Dans ses perpétuelles illusions, Balzac, qui avait promis un cheval à Jules Sandeau, s'imaginait que son ami montait déjà ce cheval, quoiqu'il ne le lui eût pas donné.
Je regardais tour à tour Balzac que je ne connaissais pas et Jules Sandeau que je croyais connaître.

- Il n'a pas pris le mors aux dents ? reprit Balzac.

- Non, parce qu'il sait qui je suis.

Ce qu'il y a d'admirable, c'est que Sandeau se prêtait aux illusions de Balzac.
Comme Balzac me regardait du coin de l'œil, Jules Sandeau lui dit : « Je vous présente l'auteur de la Couronne de Bleuets. »

— Oui, oui, un beau roman, si j'y avais mis la main, répondit-il.

Je m'inclinai, Balzac s'inclina imperceptiblement :

— Monsieur, si vous voulez venir déjeuner avec moi un de ces matins, je vous dirai comment on fait un roman.

Sur quoi il passa outre, après un charmant sourire à tous les deux.

— Soyez tranquille, me dit Jules Sandeau, « il ne vous dira pas comment on fait un roman, parce qu'il n'en sait rien ; son génie va devant lui sans connaître son chemin. Si vous allez déjeuner chez lui, vous courez grand risque de ne pas déjeuner du tout, mais enfin vous ne perdrez pas votre temps. »

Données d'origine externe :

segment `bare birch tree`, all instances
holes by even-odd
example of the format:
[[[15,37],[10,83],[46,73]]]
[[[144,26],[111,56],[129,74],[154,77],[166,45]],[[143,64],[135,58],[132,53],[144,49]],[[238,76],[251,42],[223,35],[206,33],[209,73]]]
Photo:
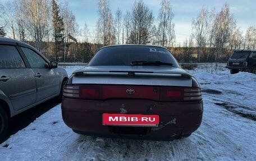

Je n'en revenais pas de voir M. de Balzac si bourgeoisement attifé. Il n'y avait en lui rien de l'artiste si ce n'est l'œil, un œil profond comme l'œil de la vérité, et lumineux comme le soleil. Il y avait plutôt de l'homme de loi affairé. Pour moi surtout qui ne vivais qu'au milieu des intransigeants du romantisme, je trouvais étrange que Balzac ne fût pas étrange.